SOAPam Server and Client convert IPMs to SOAP messages, and vice-versa, using processes called serialization and deserialization. When converting string fields, these serialization/deserialization processes convert character data from one character encoding to another. By default, these encodings are UTF-8 in the SOAP message and ISO-8859-1 in the IPM. When the default character encodings are used, these conversions usually go unnoticed. However, if your application uses characters that are not in ISO-8859-1, care must be taken to set the correct character encoding for IPM string fields. If the correct encoding is not set on string fields, the conversion may result in the wrong character, or a single '?' character, indicating that the conversion failed.
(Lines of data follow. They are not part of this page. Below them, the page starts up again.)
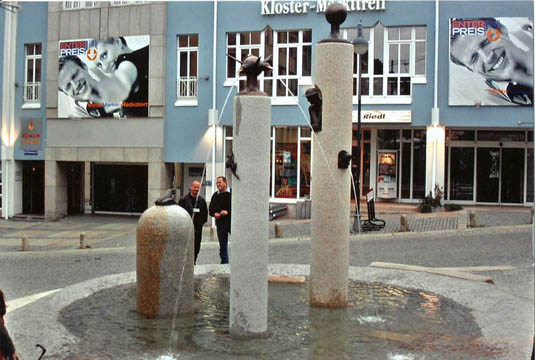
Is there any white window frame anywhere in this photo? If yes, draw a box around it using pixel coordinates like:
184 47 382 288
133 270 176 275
224 31 268 91
175 34 199 106
111 0 148 6
224 29 313 105
271 29 312 105
342 25 427 104
22 43 43 109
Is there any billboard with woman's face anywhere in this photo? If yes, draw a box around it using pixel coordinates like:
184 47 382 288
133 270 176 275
449 17 533 106
58 35 149 118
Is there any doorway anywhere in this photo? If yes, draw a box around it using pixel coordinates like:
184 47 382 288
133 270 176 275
65 163 84 215
92 164 148 214
22 161 45 215
476 147 525 204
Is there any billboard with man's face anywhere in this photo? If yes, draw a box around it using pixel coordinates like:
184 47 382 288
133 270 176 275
58 35 150 118
449 17 533 106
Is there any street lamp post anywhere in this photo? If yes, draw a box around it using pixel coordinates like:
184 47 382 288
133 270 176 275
351 24 368 234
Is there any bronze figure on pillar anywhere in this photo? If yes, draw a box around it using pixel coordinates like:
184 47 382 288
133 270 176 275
227 54 273 96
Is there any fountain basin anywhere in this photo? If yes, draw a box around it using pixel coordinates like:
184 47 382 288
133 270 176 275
7 265 533 359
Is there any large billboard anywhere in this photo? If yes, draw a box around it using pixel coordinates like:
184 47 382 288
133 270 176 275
58 35 150 118
449 17 533 106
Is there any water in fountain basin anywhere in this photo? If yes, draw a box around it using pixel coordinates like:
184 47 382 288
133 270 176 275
53 276 503 360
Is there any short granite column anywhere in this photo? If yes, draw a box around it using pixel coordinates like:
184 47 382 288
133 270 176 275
137 205 194 317
309 42 353 307
230 95 271 336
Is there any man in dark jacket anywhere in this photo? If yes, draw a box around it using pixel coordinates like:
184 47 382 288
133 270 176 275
209 176 231 264
0 290 19 360
178 180 208 264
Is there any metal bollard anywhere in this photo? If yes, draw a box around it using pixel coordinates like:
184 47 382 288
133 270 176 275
80 233 87 249
21 235 30 251
275 224 282 238
399 215 409 232
210 226 218 241
468 211 477 227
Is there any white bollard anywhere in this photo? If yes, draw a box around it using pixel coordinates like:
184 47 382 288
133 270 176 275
21 235 30 251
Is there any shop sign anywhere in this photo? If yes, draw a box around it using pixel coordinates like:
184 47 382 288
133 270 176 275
353 110 412 123
20 118 42 150
262 0 386 15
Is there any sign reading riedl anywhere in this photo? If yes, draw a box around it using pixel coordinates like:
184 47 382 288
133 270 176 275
262 0 386 15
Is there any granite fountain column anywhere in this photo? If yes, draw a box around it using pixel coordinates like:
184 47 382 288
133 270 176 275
309 3 353 308
227 55 271 337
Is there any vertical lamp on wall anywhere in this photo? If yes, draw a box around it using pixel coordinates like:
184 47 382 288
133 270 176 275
351 24 368 234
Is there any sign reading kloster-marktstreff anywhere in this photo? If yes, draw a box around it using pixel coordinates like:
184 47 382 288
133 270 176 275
262 0 386 15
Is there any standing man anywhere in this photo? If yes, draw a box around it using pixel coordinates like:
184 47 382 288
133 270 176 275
178 180 208 264
210 176 231 264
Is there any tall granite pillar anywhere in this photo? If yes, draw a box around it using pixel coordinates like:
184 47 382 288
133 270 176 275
230 93 271 336
309 3 353 307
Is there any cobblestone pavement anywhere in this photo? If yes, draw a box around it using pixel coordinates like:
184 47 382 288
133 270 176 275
0 204 531 252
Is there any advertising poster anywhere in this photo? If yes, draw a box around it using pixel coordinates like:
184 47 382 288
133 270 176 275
449 17 533 106
58 35 150 118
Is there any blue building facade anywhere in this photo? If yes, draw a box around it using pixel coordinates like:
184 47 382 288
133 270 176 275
0 0 534 218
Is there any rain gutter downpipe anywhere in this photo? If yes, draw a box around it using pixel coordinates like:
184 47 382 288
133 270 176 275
206 0 218 226
431 0 440 198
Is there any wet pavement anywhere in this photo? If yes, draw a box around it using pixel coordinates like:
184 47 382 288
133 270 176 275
0 204 531 252
0 205 534 360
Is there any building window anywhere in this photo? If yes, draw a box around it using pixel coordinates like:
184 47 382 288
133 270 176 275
24 44 42 104
344 22 427 104
224 126 312 202
176 34 199 105
227 27 312 104
227 30 264 91
111 0 148 6
63 1 100 10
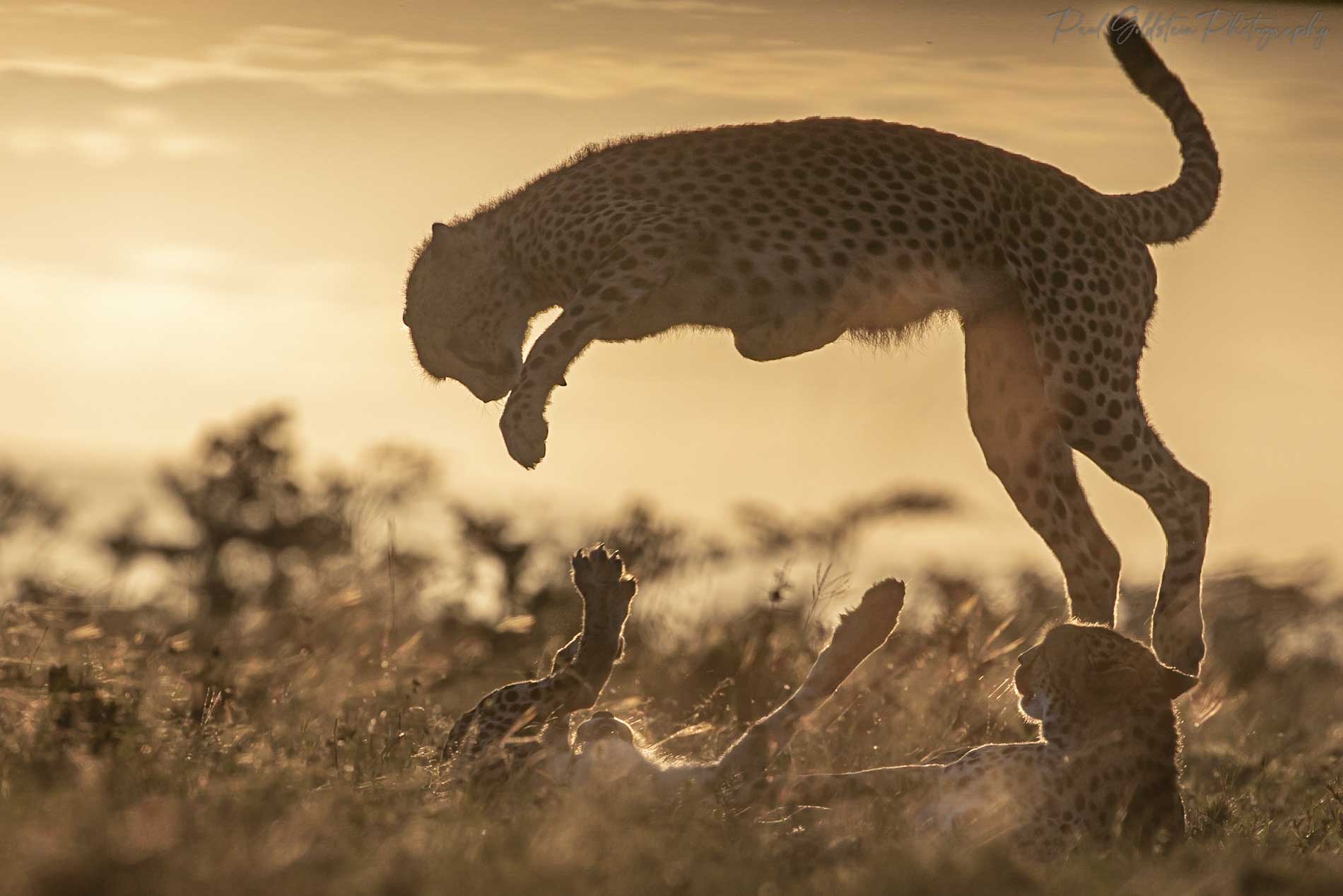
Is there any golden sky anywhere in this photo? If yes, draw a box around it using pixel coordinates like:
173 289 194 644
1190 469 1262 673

The character encoding for string fields can be set using the "encoding" attribute as in the following example:
<element name="aCyrillicString" type="string" size="80" encoding="ISO-8859-5" />
In this example, the encoding is set to ISO-8859-5, also known as the Cyrillic character set, which contains the characters used in the Russian language. The "encoding" attribute can also be set on a <type/> element, which will cause all child string elements to inherit the encoding value. You can also set the default encoding for a SOAPam Server instance using the -servicedefaultencoding startup option.
SOAPam uses the opensource library Internation Components for Unicode (ICU) for character conversion and supports all of the conversion provided by ICU. A list of the available conversions can be found at the ICU Converter Explorer.